Constructing cultures of collective freedom (strand at LCCT)
Trafford, Tia and Trevatt, Tom (2017) Constructing cultures of collective freedom (strand at LCCT). In: London Conference for Critical Thought, 30 June - 1 July 2017, Southbank University, London, UK. (Unpublished)
- Details
Contemporary politics is in disarray. In Europe and North America, are we witnessing the termination of the “third-way” “depoliticisation” of politics as coterminous with the demise of neoliberalism? Or, the revelation of the brutal truth of this conjecture? Emerging from these specific socio-political constellations appears, at first sight, to be forms of both left and right populism, in which borders are given primacy ahead of markets, and ethnocentrism at the expense of global trade. Do these movements suggest that new forms of collective action are possible, in ways that were actively prevented by neoliberalism’s construction of the individual-as-entrepreneur? Or, are these new political conditions going to produce novel forms of isolation as our current political common sense is replaced with new forms of subjectivity, social relations and cultural norms?

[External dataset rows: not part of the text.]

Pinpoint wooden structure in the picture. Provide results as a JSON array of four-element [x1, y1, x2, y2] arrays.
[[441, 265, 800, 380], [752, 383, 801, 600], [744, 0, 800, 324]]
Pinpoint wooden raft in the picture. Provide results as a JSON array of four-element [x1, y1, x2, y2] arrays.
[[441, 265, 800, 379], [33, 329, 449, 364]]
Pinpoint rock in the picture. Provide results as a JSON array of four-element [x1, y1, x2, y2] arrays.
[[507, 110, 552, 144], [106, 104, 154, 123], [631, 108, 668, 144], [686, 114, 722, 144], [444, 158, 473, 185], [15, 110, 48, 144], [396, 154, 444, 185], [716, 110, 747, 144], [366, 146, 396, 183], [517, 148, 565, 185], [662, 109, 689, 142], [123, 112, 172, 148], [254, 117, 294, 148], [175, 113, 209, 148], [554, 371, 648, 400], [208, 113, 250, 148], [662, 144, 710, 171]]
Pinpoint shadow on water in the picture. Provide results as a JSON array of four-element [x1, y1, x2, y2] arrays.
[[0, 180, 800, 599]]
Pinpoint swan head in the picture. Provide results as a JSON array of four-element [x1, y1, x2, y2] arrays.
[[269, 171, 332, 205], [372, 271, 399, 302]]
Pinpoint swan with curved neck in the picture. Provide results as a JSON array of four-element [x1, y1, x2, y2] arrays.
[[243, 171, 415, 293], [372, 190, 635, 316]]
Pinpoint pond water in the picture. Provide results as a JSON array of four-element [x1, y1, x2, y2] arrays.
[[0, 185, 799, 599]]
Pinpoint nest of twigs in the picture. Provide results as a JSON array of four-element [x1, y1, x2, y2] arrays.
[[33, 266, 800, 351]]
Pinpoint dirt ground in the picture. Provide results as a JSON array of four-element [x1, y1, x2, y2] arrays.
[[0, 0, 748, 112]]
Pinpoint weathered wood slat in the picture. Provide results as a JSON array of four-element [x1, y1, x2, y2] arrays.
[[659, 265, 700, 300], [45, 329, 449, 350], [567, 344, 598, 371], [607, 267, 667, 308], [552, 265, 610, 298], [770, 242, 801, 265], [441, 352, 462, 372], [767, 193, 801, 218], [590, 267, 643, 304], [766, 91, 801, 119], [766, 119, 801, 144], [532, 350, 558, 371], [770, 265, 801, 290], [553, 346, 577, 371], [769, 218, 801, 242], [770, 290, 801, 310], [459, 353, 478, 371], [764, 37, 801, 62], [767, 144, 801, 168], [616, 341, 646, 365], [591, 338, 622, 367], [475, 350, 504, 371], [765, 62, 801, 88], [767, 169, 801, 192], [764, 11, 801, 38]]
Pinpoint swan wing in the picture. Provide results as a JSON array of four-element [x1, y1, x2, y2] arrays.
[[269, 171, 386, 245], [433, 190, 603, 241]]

The simple suggestion that neoliberalism atomises society to individual “entrepreneurs”, so that we are incapable of building collective action might be too short-sighted. For example, the seeds for the kinds of cultural siloing we are witnessing now have been sown in the liberal emphasis upon an often depoliticized program of recognition, at the expense of structural change, and also the neoliberal use of difference as part of a cosmopolitanism “asset”. Moreover, insofar as recognition based politics has been co-opted into both liberal and neoliberal political modes of governance in the form of identity politics, the notion that emphasizing concrete and situated standpoints is inimical to, and corrective to the injustices of universalizing liberalism is to misunderstand the problematics of liberalism, and its relationship with power. Most pertinently, the depoliticisation of culture actively obscures the ways in which liberalism and neoliberalism rely upon massive local and global inequalities, both material and normative, that are occluded by the removal of such difference from the realm of the political.
It in this context that we think that there is a significant need to reconsider the construction of collective freedoms, in order to think beyond the political constellations of both neoliberalism and populism, and to consider ways in which we can actively engage in the reconfiguration of structural power. Freedom under neoliberalism is constructed around the belief in the (demonstrably false) freedom of the market – for individuals to be able to make rational, free choices – and not through the construction of commonality. These conditions, created in part by the focus on identity politics, allow us to ignore how political action can, and should, be directed at structural change, specifically, at the achievement of universal emancipation. Undergirding this research is a conviction that equally distributed freedom should be the express aim of any political action, not the construction of privileged spaces of closely guarded freedoms divorced from constructive collectivity.